With a program name (or its file names), how to find information about its latest version from Internet?

Software classification

From this project's perspective, we classify the software in a system into the following categories. With each category, we will have diffrent approaches (techniques and heuristics) in order to tackle the big challenges mentioned above.

Category OS Type of program Open/Closed How From Approach [Chall1-Chall2]
1-1 Linux Any Open Downloaded GitHub [S-A]
1-2 Linux Any Open Downloaded Others [S-B]
1-3 Linux Any Open Cloned Any [S-C]
1-4 Linux Any Closed Downloaded Others [S-B]
1-5 Linux ELF Open Compiled Local dir -
2-1 Windows Any Open Downloaded GitHub -
2-2 Windows Any Open Downloaded Others -
2-3 Windows Any Open Cloned Any -
2-4 Windows Any Closed Downloaded Others -
2-5 Windows PE Open Compiled Local dir -
  • Notes:
    • Others: Any other wesbites rather than GitHub.
    • Local dir: could be Downloaded or Cloned from GitHub or any Other websites.
    • Example: Browser extensions can fall into category 1-4 (or 2-4).
    • S: Simple approach for Challenge-1.
    • A, B, C: Approaches for Challenge-2.

Scope of this semester project

In the duration of this semester project (2017-SPRING-41), we focus on some approaches ([A], [B], [C]) to tackle the Challenge-2 with Open source softwares, the operating system is Linux.

A simple aproach ([S]) for Challenge-1 is also implemented. Limitation will be disussed and some suggestions for improvement will be stated.

Methodology

Challenge 1

Algorithm [S]: Simple way to detect creation date of a program.

  • Hypothesis:
    • H1: All the files inside program directory has the same creation date.
    • H2: All the files have been untouched since it was installed to the system. (It means, file's Modified Date equals to its Creation Date).
  • Input: A directory path
  • Output: A date when the package was created.
  1. Choose any file path in the directory.
  2. Use stat command to get its time of data modification (with %Y or %y parameters).

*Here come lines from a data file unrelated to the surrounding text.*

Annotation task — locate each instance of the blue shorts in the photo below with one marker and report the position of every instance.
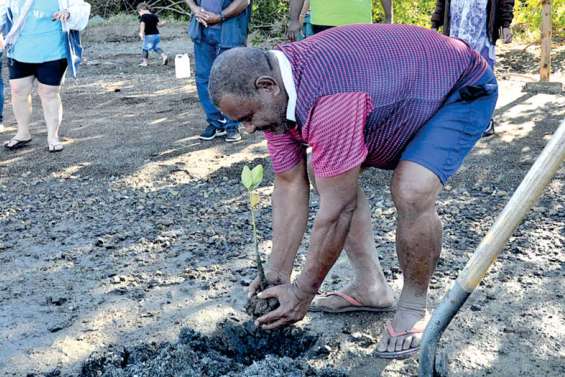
(444, 141)
(152, 42)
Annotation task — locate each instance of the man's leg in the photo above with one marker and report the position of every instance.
(53, 113)
(21, 103)
(232, 126)
(369, 285)
(387, 7)
(418, 243)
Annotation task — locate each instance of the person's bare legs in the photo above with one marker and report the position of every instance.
(387, 7)
(369, 285)
(21, 105)
(418, 244)
(52, 111)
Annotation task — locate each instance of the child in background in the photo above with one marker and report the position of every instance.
(149, 34)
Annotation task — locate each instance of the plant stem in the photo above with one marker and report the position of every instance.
(262, 278)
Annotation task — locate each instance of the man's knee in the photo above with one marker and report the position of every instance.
(413, 191)
(20, 89)
(48, 92)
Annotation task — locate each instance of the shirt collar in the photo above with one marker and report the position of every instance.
(288, 81)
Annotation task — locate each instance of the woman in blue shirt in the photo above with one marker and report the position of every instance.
(37, 47)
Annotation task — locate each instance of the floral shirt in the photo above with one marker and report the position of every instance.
(469, 23)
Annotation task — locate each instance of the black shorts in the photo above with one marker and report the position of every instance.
(47, 73)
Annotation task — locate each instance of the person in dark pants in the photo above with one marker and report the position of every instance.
(216, 26)
(480, 23)
(149, 34)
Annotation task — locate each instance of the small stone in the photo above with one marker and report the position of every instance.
(475, 308)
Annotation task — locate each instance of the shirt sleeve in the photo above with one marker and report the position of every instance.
(285, 151)
(336, 132)
(80, 12)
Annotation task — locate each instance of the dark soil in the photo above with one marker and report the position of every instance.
(235, 349)
(257, 307)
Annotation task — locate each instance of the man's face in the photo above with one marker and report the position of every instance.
(266, 111)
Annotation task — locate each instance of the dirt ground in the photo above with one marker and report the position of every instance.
(138, 229)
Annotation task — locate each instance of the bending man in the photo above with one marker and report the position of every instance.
(359, 96)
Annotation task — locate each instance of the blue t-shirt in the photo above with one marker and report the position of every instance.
(41, 39)
(214, 6)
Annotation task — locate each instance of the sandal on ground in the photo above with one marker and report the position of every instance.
(15, 143)
(55, 147)
(351, 305)
(418, 328)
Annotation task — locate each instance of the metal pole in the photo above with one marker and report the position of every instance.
(525, 196)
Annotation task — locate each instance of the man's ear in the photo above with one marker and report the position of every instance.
(267, 83)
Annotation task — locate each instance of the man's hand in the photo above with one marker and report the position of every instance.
(62, 16)
(273, 278)
(506, 35)
(294, 30)
(209, 18)
(294, 303)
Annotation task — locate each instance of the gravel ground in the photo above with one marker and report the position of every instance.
(137, 230)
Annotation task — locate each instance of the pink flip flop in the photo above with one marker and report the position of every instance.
(354, 305)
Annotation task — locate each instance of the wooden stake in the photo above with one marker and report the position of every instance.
(545, 64)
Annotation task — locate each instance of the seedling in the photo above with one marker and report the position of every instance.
(251, 179)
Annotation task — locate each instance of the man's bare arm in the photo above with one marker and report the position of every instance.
(338, 200)
(290, 216)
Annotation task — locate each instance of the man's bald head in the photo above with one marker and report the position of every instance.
(235, 72)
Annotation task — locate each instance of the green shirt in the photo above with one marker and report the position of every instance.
(341, 12)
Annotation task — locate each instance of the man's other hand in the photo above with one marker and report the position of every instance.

Algorithm [Sim]: Improvement of simple way to detect creation date of a program.

  • Hypothesis:
    • H1: Creation Date of a program equal to Modification Date of the vast majority of the files in its directory.
  • Input: A directory path
  • Output: A date when the package was created.
  1. With every files in the directory, use stat command to get its time of data modification (with %Y or %y parameters).
  2. Sort the files based on its Modification Date.
  3. The Modification Date of the highest number of files will be returned value.

Challenge 2:

Algorithm [A]: Search for latest information of a package on GitHub.

  • Hypothesis:
    • H1: A directory basename is probably its repo name on GitHub.
    • H2: The longer file path, the more unique it is to the package.
  • Input: A directory path and its files.
  • Output: Information from GitHub.
    • Generic info: User, Repo (package) Name
    • Updated info: Latest Release, Released Date, Latest Commit, Committed Date of the package on GitHub.
  1. Set a number of files need to search: n. The higher number the relatively more accurate it is, but slower in processing and so strict that sometime can lose the correct result. We choose n = 3.
  2. Identify n files with the longest file paths in the directory.
  3. For each of the file i above (i from 0 to n-1):
    • Use GitHub API to search for the filepath on GitHub.
    • Return a set of results: R1[i].
  4. If there is any item r appear in all R1[i] (with i from 0 to n-1), it is our candidate => Put r to our candidate list: R1.
  5. Use GitHub API to search for the repository with the directory basename d, we have a set of results: R2.
  6. The first item in R2 that appears in R1 is the returned repository: R.
  7. If no item in R2 matches with R1, all the candidate items in R1 will be considered returned repositories. R = R1.
  8. Use GitHub API to get the latest information of the repository (or all the repositories in the set) R.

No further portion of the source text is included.